En el libro Siglo de Caudillos Enrique Krauze describe cómo, luego de que los colonos y aventureros norteamericanos patrocinados por Sam Houston desconocieron la Constitución y se atrincheraron en el fuerte de El Álamo, en San Antonio (Texas) Santa Ana los desalojó, pero en su próximo enfrentamiento, ahora frente al ejército de Estados Unidos, en San Jacinto él y sus oficiales fueron sorprendidos durmiendo la siesta, y allí perdió lo poco que había ganado. Santa Ana permaneció siete meses prisionero, sufrió befas, vejaciones y amagos, saludó al presidente norteamericano y firmó un vago tratado que propiciaba la independencia de Texas.
Ante la invasión del 47 López de Santa Ana encabezó un ejército que, si bien no pudo detener el avance de los invasores, sí lo consagró como héroe nacional. Pero el héroe entraba a la decadencia.
En su obra Siglo de Caudillos Enrique Krauze emite un juicio demoledor: “Ya ni el palenque lo colmaba, se abandonó a todos los excesos del boato imperial; integró una corte de húsares vestidos a la usanza suiza; se prodigó en retratos y estatuas; se hizo llamar Alteza Serenísima; nombró consejero de Estado al arzobispo y volvió obligatorio el catecismo del padre Ripalda.
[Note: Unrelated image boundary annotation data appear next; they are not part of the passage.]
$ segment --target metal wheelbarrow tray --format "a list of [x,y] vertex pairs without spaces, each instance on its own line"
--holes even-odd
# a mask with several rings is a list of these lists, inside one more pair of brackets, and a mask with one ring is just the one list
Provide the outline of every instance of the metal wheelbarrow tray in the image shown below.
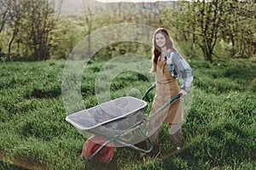
[[137,98],[121,97],[73,113],[66,121],[82,133],[112,138],[142,123],[146,105],[147,102]]

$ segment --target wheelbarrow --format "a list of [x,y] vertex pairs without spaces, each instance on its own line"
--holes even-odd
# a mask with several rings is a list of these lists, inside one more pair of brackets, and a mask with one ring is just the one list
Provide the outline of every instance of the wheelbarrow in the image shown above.
[[[181,94],[174,96],[145,118],[144,108],[147,106],[147,102],[144,99],[152,89],[154,89],[154,86],[151,86],[144,93],[141,99],[131,96],[121,97],[66,117],[66,121],[82,133],[89,132],[93,134],[84,145],[84,149],[85,146],[86,150],[86,146],[89,147],[90,144],[92,144],[94,148],[87,150],[89,154],[87,152],[85,159],[98,156],[98,158],[102,158],[102,161],[109,162],[113,156],[113,147],[127,146],[139,150],[143,154],[152,151],[154,144],[149,136],[159,127],[151,125],[159,121],[163,122],[164,117],[159,116],[158,114],[182,96]],[[136,145],[144,140],[149,144],[149,148],[143,149]],[[112,148],[112,150],[106,150],[106,148]],[[111,151],[112,154],[105,153],[105,156],[100,156],[104,150],[105,152]]]

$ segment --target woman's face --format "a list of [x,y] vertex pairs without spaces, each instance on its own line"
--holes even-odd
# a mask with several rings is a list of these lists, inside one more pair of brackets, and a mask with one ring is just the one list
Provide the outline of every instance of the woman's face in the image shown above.
[[166,45],[166,40],[162,33],[155,34],[155,42],[160,48],[163,48]]

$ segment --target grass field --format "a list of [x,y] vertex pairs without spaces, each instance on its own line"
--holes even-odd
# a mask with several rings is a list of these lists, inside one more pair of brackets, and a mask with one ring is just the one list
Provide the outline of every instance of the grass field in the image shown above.
[[[94,83],[104,62],[91,60],[84,70],[81,92],[86,108],[97,105]],[[1,63],[0,169],[14,168],[12,164],[23,167],[17,169],[255,168],[256,64],[201,59],[189,64],[194,98],[183,125],[184,148],[175,150],[164,125],[160,155],[139,159],[137,150],[116,148],[113,160],[106,165],[80,158],[86,139],[65,121],[64,60]],[[111,84],[111,97],[125,96],[134,87],[143,94],[149,86],[141,75],[124,73]]]

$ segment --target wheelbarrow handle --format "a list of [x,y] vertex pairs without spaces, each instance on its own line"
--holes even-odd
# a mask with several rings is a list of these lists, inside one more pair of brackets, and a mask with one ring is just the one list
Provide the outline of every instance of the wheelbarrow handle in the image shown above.
[[155,85],[154,84],[154,85],[152,85],[146,92],[145,92],[145,94],[143,95],[143,97],[142,97],[142,100],[144,100],[145,99],[145,98],[147,97],[147,95],[149,94],[149,92],[151,91],[151,90],[153,90],[154,88],[154,87],[155,87]]
[[165,109],[166,107],[167,107],[170,104],[172,104],[173,101],[175,101],[176,99],[179,99],[180,97],[182,97],[183,94],[178,94],[176,96],[174,96],[173,98],[172,98],[169,101],[167,101],[165,105],[163,105],[160,108],[159,108],[158,110],[156,110],[154,113],[152,113],[148,117],[148,120],[149,120],[151,117],[154,117],[154,116],[156,116],[159,112],[160,112],[163,109]]

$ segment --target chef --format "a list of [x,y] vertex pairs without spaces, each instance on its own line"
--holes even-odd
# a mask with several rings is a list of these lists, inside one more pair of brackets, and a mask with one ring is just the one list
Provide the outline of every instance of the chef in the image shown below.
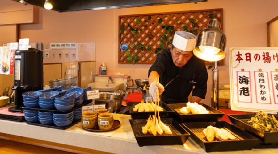
[[[207,92],[208,73],[204,62],[193,53],[196,36],[183,31],[175,33],[170,48],[157,54],[149,70],[150,94],[162,95],[166,103],[186,103],[192,91],[191,102],[199,103]],[[159,78],[159,83],[156,82]]]

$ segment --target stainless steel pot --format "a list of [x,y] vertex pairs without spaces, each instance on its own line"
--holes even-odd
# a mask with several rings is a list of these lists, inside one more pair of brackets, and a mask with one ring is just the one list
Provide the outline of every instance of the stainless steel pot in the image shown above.
[[102,92],[99,94],[99,98],[105,99],[111,99],[113,100],[113,112],[118,110],[121,107],[122,105],[122,100],[125,99],[127,96],[127,93],[125,91],[119,90],[115,92],[119,94],[118,96],[113,95],[113,93]]
[[51,87],[63,85],[65,87],[69,87],[76,85],[77,77],[69,77],[65,79],[60,79],[50,81],[49,82]]

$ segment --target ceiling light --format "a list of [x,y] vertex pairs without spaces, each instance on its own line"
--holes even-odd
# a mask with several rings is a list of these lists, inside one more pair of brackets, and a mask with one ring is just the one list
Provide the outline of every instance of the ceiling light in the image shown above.
[[46,10],[51,10],[53,7],[52,4],[50,2],[50,0],[45,0],[45,2],[44,3],[44,6]]
[[28,0],[19,0],[19,2],[21,4],[26,5],[27,5],[27,1],[28,1]]

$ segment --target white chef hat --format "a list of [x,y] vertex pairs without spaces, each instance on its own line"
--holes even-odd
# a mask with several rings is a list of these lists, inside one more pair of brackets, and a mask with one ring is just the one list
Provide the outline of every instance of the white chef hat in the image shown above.
[[192,51],[195,47],[196,36],[184,31],[176,31],[173,40],[175,47],[183,51]]

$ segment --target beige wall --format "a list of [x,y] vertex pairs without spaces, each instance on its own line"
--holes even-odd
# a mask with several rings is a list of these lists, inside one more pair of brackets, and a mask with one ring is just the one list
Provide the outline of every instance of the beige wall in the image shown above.
[[[10,0],[2,0],[0,6]],[[147,78],[150,65],[118,63],[118,16],[128,14],[223,8],[224,30],[227,48],[266,47],[266,22],[278,14],[277,0],[209,0],[206,2],[156,6],[121,9],[59,13],[39,10],[38,24],[19,26],[19,38],[35,42],[95,42],[97,68],[103,62],[108,73],[127,73],[133,79]],[[229,84],[228,56],[219,67],[220,84]],[[96,70],[98,72],[98,70]],[[210,102],[212,74],[208,71],[208,93],[203,103]]]

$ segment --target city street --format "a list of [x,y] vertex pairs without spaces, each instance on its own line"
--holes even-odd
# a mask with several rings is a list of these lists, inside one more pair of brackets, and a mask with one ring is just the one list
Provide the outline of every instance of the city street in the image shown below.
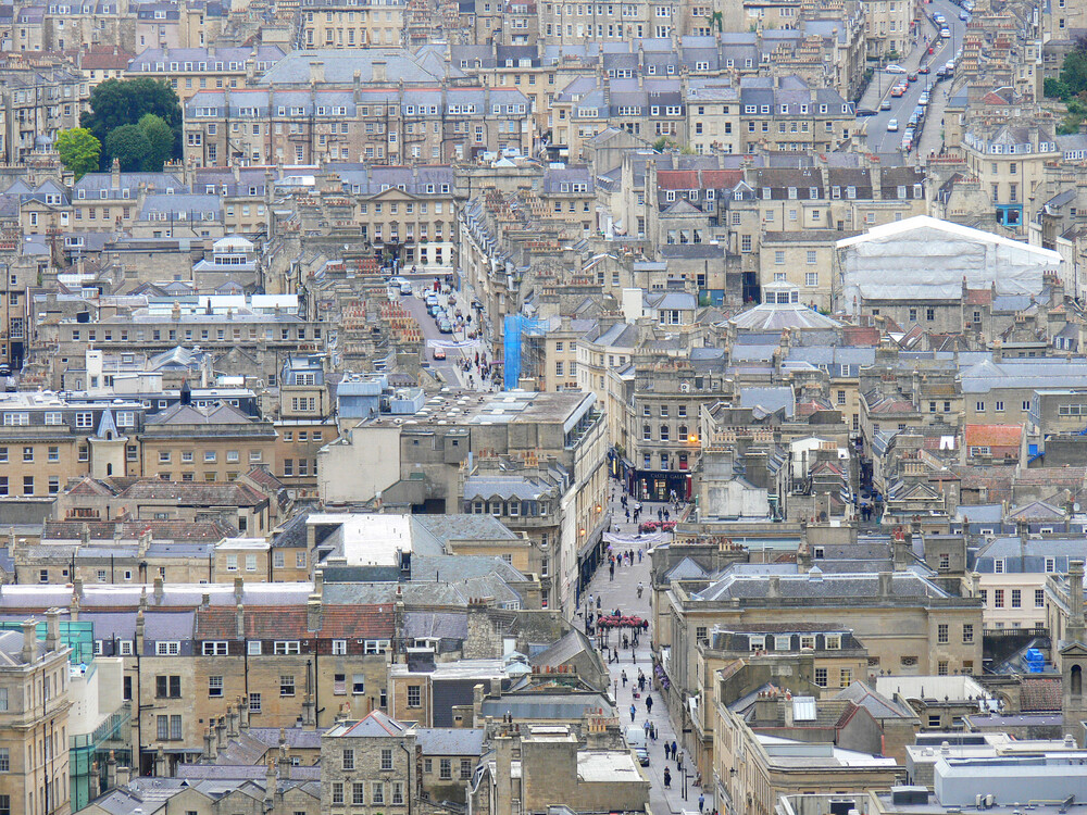
[[[615,491],[615,498],[611,501],[611,512],[612,518],[617,521],[617,524],[613,522],[613,528],[617,525],[619,532],[624,536],[629,536],[632,540],[635,539],[637,535],[637,525],[627,524],[624,515],[623,507],[620,505],[619,498],[622,496],[622,486],[617,481],[613,481],[613,489]],[[629,505],[634,505],[634,499],[629,500]],[[657,519],[657,510],[663,507],[665,504],[651,503],[649,501],[642,502],[642,519],[649,521],[650,518]],[[673,515],[675,519],[675,515]],[[620,546],[615,546],[615,553],[621,549]],[[583,605],[588,603],[589,594],[594,598],[594,604],[596,603],[596,598],[599,595],[601,599],[600,609],[601,612],[613,612],[619,609],[625,615],[637,615],[644,619],[649,619],[650,625],[652,624],[652,614],[650,612],[650,597],[652,592],[650,591],[650,577],[649,577],[649,553],[644,552],[641,563],[638,562],[638,543],[632,542],[629,547],[625,548],[634,552],[634,564],[632,566],[616,566],[615,567],[615,579],[611,580],[609,578],[608,563],[602,563],[594,575],[592,581],[589,584],[589,588],[586,593],[583,594]],[[624,551],[625,551],[624,549]],[[642,597],[638,598],[637,587],[641,582],[645,587]],[[584,617],[579,617],[578,622],[582,622]],[[669,712],[664,704],[664,700],[655,688],[652,687],[652,682],[647,686],[647,693],[642,693],[640,699],[634,699],[634,691],[638,689],[638,669],[640,668],[645,672],[647,678],[651,680],[652,678],[652,649],[650,643],[653,640],[654,632],[650,628],[648,635],[641,635],[638,648],[621,650],[621,657],[619,662],[611,663],[608,667],[611,669],[612,675],[612,688],[615,691],[616,706],[619,709],[620,722],[623,729],[625,730],[630,726],[630,704],[635,706],[635,717],[634,725],[641,727],[645,725],[646,719],[649,718],[657,726],[657,741],[649,742],[649,766],[642,767],[642,770],[649,777],[652,785],[650,790],[649,805],[650,810],[654,815],[666,815],[667,813],[678,813],[684,810],[697,811],[698,810],[698,795],[699,788],[694,786],[694,769],[690,766],[690,762],[685,760],[684,765],[687,773],[687,800],[683,799],[683,774],[677,769],[676,762],[665,761],[664,758],[664,742],[671,742],[675,739],[679,741],[679,737],[672,728],[672,723],[669,719]],[[610,642],[615,643],[617,639],[622,639],[622,634],[619,631],[611,631]],[[621,680],[621,675],[623,670],[626,670],[627,685],[624,688]],[[646,697],[647,694],[653,698],[653,712],[651,715],[646,713]],[[664,767],[667,766],[672,773],[672,786],[671,789],[664,789]],[[707,812],[710,807],[710,795],[707,794]]]
[[[434,278],[411,278],[414,285],[414,293],[410,297],[403,296],[400,298],[401,304],[411,313],[415,321],[420,325],[420,329],[423,331],[424,338],[424,353],[426,354],[427,363],[438,371],[445,378],[446,383],[450,387],[454,388],[467,388],[468,376],[472,376],[472,383],[474,387],[480,390],[487,390],[487,388],[482,387],[480,377],[478,373],[473,368],[471,372],[465,372],[461,369],[461,363],[464,360],[472,360],[474,362],[475,354],[480,350],[482,344],[478,340],[468,340],[465,338],[465,331],[457,330],[452,334],[441,334],[438,330],[438,325],[435,323],[434,317],[426,310],[426,301],[423,299],[426,292],[430,290]],[[464,300],[464,297],[458,292],[453,291],[457,297],[457,304],[451,306],[453,310],[460,309],[462,313],[468,314],[472,312],[471,305]],[[442,298],[448,296],[442,296]],[[475,317],[473,317],[473,323]],[[435,360],[434,351],[436,348],[441,348],[446,352],[445,360]]]
[[[930,101],[924,118],[921,137],[920,139],[914,138],[912,154],[927,155],[930,151],[939,152],[942,146],[941,133],[944,128],[941,123],[944,108],[947,104],[946,93],[951,87],[951,80],[942,79],[937,82],[936,71],[954,58],[955,52],[962,46],[962,37],[966,30],[966,24],[959,20],[962,9],[950,2],[950,0],[933,0],[933,2],[925,3],[921,8],[925,14],[925,21],[921,25],[921,36],[924,39],[927,35],[929,37],[929,45],[935,42],[934,53],[929,55],[927,47],[919,46],[913,49],[905,60],[900,61],[898,64],[909,73],[915,72],[922,65],[928,65],[932,70],[928,74],[920,74],[916,82],[909,83],[905,93],[899,98],[890,96],[890,90],[899,80],[905,79],[905,74],[888,74],[883,70],[876,71],[875,76],[872,77],[872,82],[864,91],[864,96],[861,98],[861,102],[857,105],[858,108],[869,108],[877,112],[875,116],[859,120],[859,122],[863,123],[861,124],[862,130],[867,135],[867,147],[871,153],[894,153],[900,149],[902,134],[905,131],[910,115],[913,113],[914,108],[917,106],[921,93],[926,89],[930,91]],[[951,30],[950,39],[940,39],[937,36],[939,29],[932,21],[935,14],[942,14],[947,18],[946,25]],[[889,111],[879,110],[879,103],[884,99],[890,100],[891,109]],[[887,123],[892,118],[898,120],[897,131],[887,130]]]

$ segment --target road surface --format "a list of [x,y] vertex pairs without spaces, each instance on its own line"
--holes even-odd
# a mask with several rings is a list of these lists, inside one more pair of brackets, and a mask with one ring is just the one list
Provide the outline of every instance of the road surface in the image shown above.
[[[922,155],[927,155],[929,151],[938,152],[942,145],[941,121],[944,117],[944,106],[947,102],[945,93],[951,87],[951,80],[944,79],[937,82],[936,70],[948,62],[948,60],[951,60],[962,47],[962,37],[966,30],[966,24],[959,20],[962,9],[950,2],[950,0],[933,0],[933,2],[925,3],[921,8],[925,14],[925,21],[921,25],[921,36],[924,38],[927,35],[929,37],[929,45],[935,42],[935,46],[933,46],[935,53],[929,55],[927,47],[917,47],[908,59],[898,64],[907,68],[910,73],[916,71],[921,65],[926,64],[932,67],[932,71],[928,74],[920,74],[917,82],[909,83],[905,93],[897,99],[890,96],[890,89],[900,79],[905,78],[904,74],[888,74],[885,71],[877,71],[875,76],[872,77],[872,82],[861,98],[861,103],[857,105],[858,108],[867,108],[877,111],[875,116],[866,116],[858,120],[861,123],[861,128],[867,135],[870,153],[894,153],[900,150],[902,134],[905,131],[910,115],[913,113],[913,109],[917,106],[917,100],[926,88],[929,89],[932,99],[924,120],[920,148],[919,138],[914,136],[914,150],[910,155],[915,158],[919,149]],[[932,17],[935,14],[942,14],[947,17],[946,25],[951,30],[950,39],[937,37],[939,30],[936,24],[932,22]],[[884,99],[890,100],[891,109],[889,111],[879,110],[879,103]],[[898,120],[897,133],[888,133],[887,130],[887,123],[892,118]]]

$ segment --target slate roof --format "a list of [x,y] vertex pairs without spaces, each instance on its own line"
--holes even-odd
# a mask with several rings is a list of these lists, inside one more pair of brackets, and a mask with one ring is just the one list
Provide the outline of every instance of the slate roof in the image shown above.
[[339,736],[351,736],[351,737],[370,737],[370,738],[388,738],[388,737],[400,737],[408,731],[409,725],[402,722],[397,722],[391,716],[388,716],[380,711],[371,711],[365,718],[359,722],[343,722],[338,725],[334,725],[332,729],[325,734],[326,737],[339,737]]
[[152,540],[187,540],[214,542],[238,534],[236,527],[220,521],[47,521],[41,539],[78,541],[86,526],[91,540],[136,540],[150,532]]
[[410,639],[463,640],[468,636],[468,618],[458,612],[408,612],[404,614],[404,637]]
[[[782,598],[812,600],[846,600],[850,598],[878,598],[878,574],[829,574],[813,579],[810,574],[776,576]],[[703,601],[764,599],[770,594],[770,579],[764,575],[725,574],[716,582],[692,597]],[[890,594],[894,598],[946,599],[947,592],[913,572],[890,575]]]
[[486,735],[482,727],[420,727],[415,740],[424,755],[483,755]]
[[496,719],[512,713],[514,719],[580,719],[587,712],[610,710],[603,693],[545,693],[533,691],[507,694],[501,699],[484,699],[483,715]]
[[534,668],[558,667],[582,653],[594,652],[592,643],[576,628],[567,631],[554,643],[534,654],[528,664]]
[[[389,605],[324,605],[321,629],[310,631],[304,605],[280,605],[246,609],[242,614],[246,639],[390,639],[395,635],[392,606]],[[237,639],[235,609],[198,609],[197,640]]]
[[887,718],[914,719],[917,715],[909,705],[877,693],[874,688],[854,680],[852,685],[836,693],[835,699],[848,699],[867,710],[877,722]]
[[263,87],[285,85],[309,85],[310,64],[324,63],[325,83],[329,85],[353,85],[354,72],[360,79],[374,82],[374,63],[384,62],[387,80],[393,85],[402,79],[404,84],[440,83],[445,77],[463,77],[464,72],[435,54],[425,53],[423,59],[400,48],[357,48],[317,51],[291,51],[260,79]]
[[197,484],[195,481],[140,480],[118,496],[135,501],[177,501],[185,506],[255,506],[264,498],[245,484]]
[[690,557],[684,557],[664,575],[666,582],[672,580],[697,580],[705,577],[707,570]]

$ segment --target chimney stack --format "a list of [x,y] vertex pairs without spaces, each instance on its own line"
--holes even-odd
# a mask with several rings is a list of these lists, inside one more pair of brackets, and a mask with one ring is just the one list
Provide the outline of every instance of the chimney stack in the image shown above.
[[46,650],[61,650],[61,611],[50,609],[46,612]]
[[1064,629],[1067,642],[1084,641],[1084,562],[1069,564],[1069,623]]
[[38,656],[38,624],[33,619],[23,623],[23,662],[33,665]]
[[117,756],[111,750],[110,757],[105,760],[105,789],[112,790],[117,786]]
[[892,578],[894,574],[890,572],[879,573],[879,597],[890,597]]
[[204,754],[203,758],[209,764],[214,763],[215,758],[218,756],[218,750],[215,745],[215,731],[212,729],[211,725],[204,728]]

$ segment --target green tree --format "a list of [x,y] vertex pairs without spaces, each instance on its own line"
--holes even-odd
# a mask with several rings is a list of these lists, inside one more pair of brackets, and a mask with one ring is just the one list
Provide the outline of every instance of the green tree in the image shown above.
[[75,174],[78,181],[87,173],[98,170],[102,142],[86,127],[73,127],[61,130],[57,136],[57,152],[61,155],[61,163]]
[[[174,134],[171,155],[180,158],[182,105],[170,83],[150,79],[107,79],[97,85],[90,95],[90,110],[80,116],[79,124],[90,130],[102,145],[109,134],[124,125],[136,125],[151,113]],[[102,152],[102,168],[108,170],[111,156]]]
[[147,136],[150,149],[143,159],[143,170],[148,173],[161,173],[162,165],[170,161],[174,153],[174,131],[161,116],[145,113],[140,116],[137,127]]
[[1087,90],[1087,41],[1076,40],[1076,47],[1064,57],[1061,64],[1061,83],[1066,89],[1066,96],[1075,96]]
[[107,166],[116,159],[121,163],[121,170],[126,173],[134,173],[143,168],[151,152],[151,142],[147,135],[138,125],[121,125],[110,130],[105,137]]

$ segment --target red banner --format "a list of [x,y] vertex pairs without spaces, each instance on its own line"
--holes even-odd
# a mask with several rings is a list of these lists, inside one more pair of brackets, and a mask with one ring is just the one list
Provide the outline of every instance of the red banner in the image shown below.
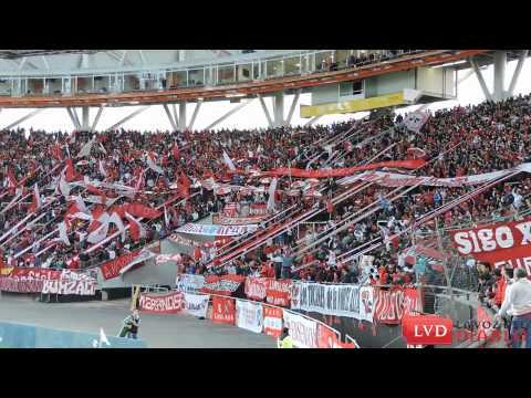
[[498,222],[451,233],[461,255],[493,264],[509,263],[531,273],[531,217],[522,221]]
[[11,277],[37,279],[37,280],[59,280],[61,271],[40,269],[40,268],[20,268],[15,266],[11,272]]
[[185,294],[171,292],[166,294],[140,294],[139,308],[155,314],[176,314],[185,310]]
[[246,279],[246,296],[251,300],[262,301],[266,298],[269,279],[248,276]]
[[329,177],[346,177],[357,171],[374,170],[378,168],[405,168],[417,169],[426,164],[424,159],[410,159],[410,160],[395,160],[395,161],[379,161],[365,166],[329,169],[329,170],[305,170],[299,168],[281,167],[272,171],[263,171],[263,176],[277,176],[277,177],[299,177],[299,178],[329,178]]
[[317,348],[336,348],[339,346],[337,335],[331,328],[317,325]]
[[282,333],[283,310],[262,305],[263,308],[263,332],[272,337],[279,337]]
[[383,324],[396,325],[402,321],[404,291],[402,287],[391,290],[376,290],[376,305],[374,307],[374,321]]
[[0,276],[0,291],[13,293],[41,293],[44,281],[33,279],[21,281],[19,279]]
[[267,203],[251,203],[249,206],[249,216],[267,216],[268,206]]
[[127,266],[136,256],[140,254],[142,250],[121,255],[114,260],[107,261],[102,265],[102,275],[105,280],[110,280],[119,275],[119,270]]
[[212,322],[229,325],[236,324],[235,300],[226,297],[212,297]]
[[205,277],[205,284],[200,292],[207,294],[231,295],[238,291],[244,281],[246,276],[242,275],[208,275]]
[[272,305],[290,306],[291,280],[269,280],[266,289],[266,302]]
[[404,308],[403,316],[420,315],[424,310],[421,290],[415,287],[405,287],[404,302],[402,303],[402,307]]

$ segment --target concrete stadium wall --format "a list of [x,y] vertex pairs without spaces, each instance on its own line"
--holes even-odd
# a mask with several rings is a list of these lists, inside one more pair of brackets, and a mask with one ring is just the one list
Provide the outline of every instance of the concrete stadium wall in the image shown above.
[[[144,341],[107,336],[108,348],[147,348]],[[0,322],[0,348],[94,348],[95,333],[60,331],[49,327]],[[107,346],[102,345],[103,348]]]

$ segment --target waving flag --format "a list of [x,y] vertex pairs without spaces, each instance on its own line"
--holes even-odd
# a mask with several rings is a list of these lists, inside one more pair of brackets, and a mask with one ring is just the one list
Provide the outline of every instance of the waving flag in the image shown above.
[[179,178],[177,179],[177,191],[183,198],[188,198],[190,196],[190,179],[180,171]]
[[100,174],[103,176],[103,177],[107,177],[107,171],[105,171],[105,167],[103,166],[103,161],[102,160],[98,160],[97,161],[97,166],[100,168]]
[[116,212],[113,212],[108,219],[108,222],[114,223],[118,228],[118,231],[122,234],[122,242],[125,242],[125,227],[119,216]]
[[64,244],[70,245],[69,234],[66,233],[66,223],[64,221],[59,223],[59,238]]
[[134,242],[138,241],[140,238],[144,238],[146,235],[146,231],[142,227],[142,224],[136,221],[129,213],[125,213],[125,217],[129,221],[129,231],[131,231],[131,239],[133,239]]
[[77,157],[85,157],[91,155],[92,146],[94,145],[96,137],[92,138],[88,143],[83,145],[81,148],[80,153],[77,154]]
[[72,182],[75,179],[75,174],[74,165],[72,164],[72,159],[69,157],[66,159],[66,181]]
[[94,232],[88,233],[86,240],[93,244],[101,242],[107,237],[108,232],[108,222],[102,224]]
[[152,151],[147,154],[147,166],[149,166],[149,168],[155,172],[164,174],[164,170],[160,168],[160,166],[155,164],[155,154]]
[[171,153],[174,154],[174,158],[176,160],[179,160],[180,151],[179,151],[179,147],[177,146],[177,144],[174,144],[174,147],[171,148]]
[[63,172],[61,172],[61,176],[59,177],[59,191],[65,198],[70,196],[70,185],[64,179],[64,170]]
[[229,169],[236,170],[235,164],[232,163],[229,155],[227,155],[227,153],[225,150],[223,150],[223,160],[227,164],[227,166],[229,167]]
[[428,113],[423,111],[413,112],[407,115],[406,119],[404,121],[404,125],[410,129],[412,132],[418,133],[420,128],[426,124],[428,121]]
[[39,192],[39,186],[35,184],[35,187],[33,188],[33,199],[31,201],[31,206],[28,209],[29,212],[37,212],[42,206],[41,202],[41,193]]

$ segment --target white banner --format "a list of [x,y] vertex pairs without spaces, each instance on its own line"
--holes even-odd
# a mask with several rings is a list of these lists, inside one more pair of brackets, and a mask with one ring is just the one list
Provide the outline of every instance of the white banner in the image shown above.
[[175,289],[179,292],[196,293],[205,285],[205,276],[194,274],[178,274]]
[[373,322],[374,290],[373,286],[360,287],[360,321]]
[[208,294],[185,293],[185,308],[188,314],[197,317],[207,317]]
[[263,329],[262,304],[237,300],[236,301],[236,325],[247,331],[251,331],[254,333],[262,333],[262,329]]
[[180,227],[176,232],[179,233],[192,233],[209,237],[237,237],[246,234],[248,232],[254,232],[258,226],[211,226],[211,224],[198,224],[187,223]]
[[480,175],[455,178],[435,178],[426,176],[416,177],[399,172],[371,171],[342,178],[341,180],[339,180],[339,184],[347,185],[362,180],[374,181],[384,187],[405,187],[414,185],[423,185],[428,187],[462,187],[486,184],[488,181],[508,176],[509,174],[514,171],[531,172],[531,164],[521,164],[520,166],[507,170],[491,171]]
[[360,317],[358,285],[295,282],[291,301],[291,308],[293,310],[316,312],[324,315]]
[[76,294],[95,295],[96,284],[93,281],[75,280],[44,280],[42,285],[43,294]]
[[420,128],[425,125],[428,121],[429,114],[423,111],[412,112],[404,121],[404,125],[415,132],[418,133]]
[[290,329],[293,344],[299,348],[317,348],[317,323],[304,316],[283,312],[284,326]]

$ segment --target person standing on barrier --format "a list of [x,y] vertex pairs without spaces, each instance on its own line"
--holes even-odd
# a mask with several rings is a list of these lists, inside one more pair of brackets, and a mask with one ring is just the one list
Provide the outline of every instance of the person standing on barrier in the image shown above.
[[531,282],[528,273],[519,268],[514,271],[514,283],[506,291],[506,297],[498,320],[506,316],[512,306],[511,339],[513,348],[521,348],[521,339],[525,338],[525,348],[531,348]]
[[290,336],[290,329],[288,327],[282,329],[282,334],[277,341],[277,346],[279,348],[293,348],[293,338]]
[[127,338],[138,338],[138,327],[140,325],[140,316],[138,315],[138,310],[134,310],[133,313],[125,320],[125,324],[128,326]]

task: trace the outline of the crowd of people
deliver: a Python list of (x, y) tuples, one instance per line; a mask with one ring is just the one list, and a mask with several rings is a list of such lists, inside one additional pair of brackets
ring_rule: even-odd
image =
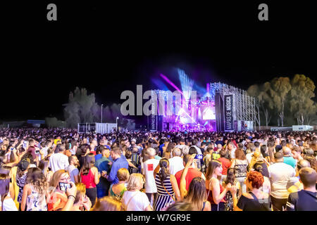
[(317, 211), (313, 131), (0, 130), (1, 211)]

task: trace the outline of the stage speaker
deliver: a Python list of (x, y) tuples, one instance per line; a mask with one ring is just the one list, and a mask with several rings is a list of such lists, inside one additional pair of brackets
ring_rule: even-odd
[(158, 131), (163, 131), (163, 115), (157, 115), (157, 130)]
[(225, 131), (223, 100), (219, 92), (215, 94), (215, 112), (217, 131)]

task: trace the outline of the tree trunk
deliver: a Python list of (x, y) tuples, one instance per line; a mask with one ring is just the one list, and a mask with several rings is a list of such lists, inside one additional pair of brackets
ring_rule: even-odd
[(282, 111), (280, 112), (280, 123), (284, 127), (284, 101), (282, 102)]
Con sus enemigos políticos fue implacable; puso en vigor una Ley de Conspiradores y persiguió no solo las opiniones escritas sino los rumores, las murmuraciones, No mataba pero a quienes consideraba más peligrosos los desterraba. Y a Nueva Orleans fueron a parar dos gobernadores que no comulgaban ni con sus medios ni con sus fines: Melchor Ocampo, de Michoacán y Benito Juárez, de Oaxaca.
En tiempos en que proliferaban la ópera, la zarzuela y el teatro, el dictador no podía quedarse atrás. Y el himno que lo ensalzaría se compuso por contrato. Es la única obra estrenada en la corte de Santa Ana que sobrevivió a su tiempo: el himno nacional.
Cuando Antonio López de Santa Ana contrató a Juan Antonio González Bocanegra y a Jaime Nunó para que compusieran un himno en su honor lo hizo pensando en que ese himno lo inmortalizaría. Se trataba de un himno como La Marsellesa sólo que quienes entonaron esa marcha en 1792 eran los revolucionarios progresistas; y con un himno que lo ensalzaba Santa Ana promovía la regresión. Y además, al darse su estreno Santana estaba ya en plena decadencia, ya no daba más y, como los toros marrajos que ya lo dieron todo y se arriman a las tablas ya casi para doblar, el dictador alistaba sus bártulos. (El himno, por sí solo, merece un capítulo aparte)
Derrocado finalmente por la revolución de Ayutla, Antonio López de Santa Ana se exilió en La Habana; quiso regresar a su país pero ya no era su tiempo. Y finalmente pudo hacerlo y aquí murió en la pobreza y el abandono.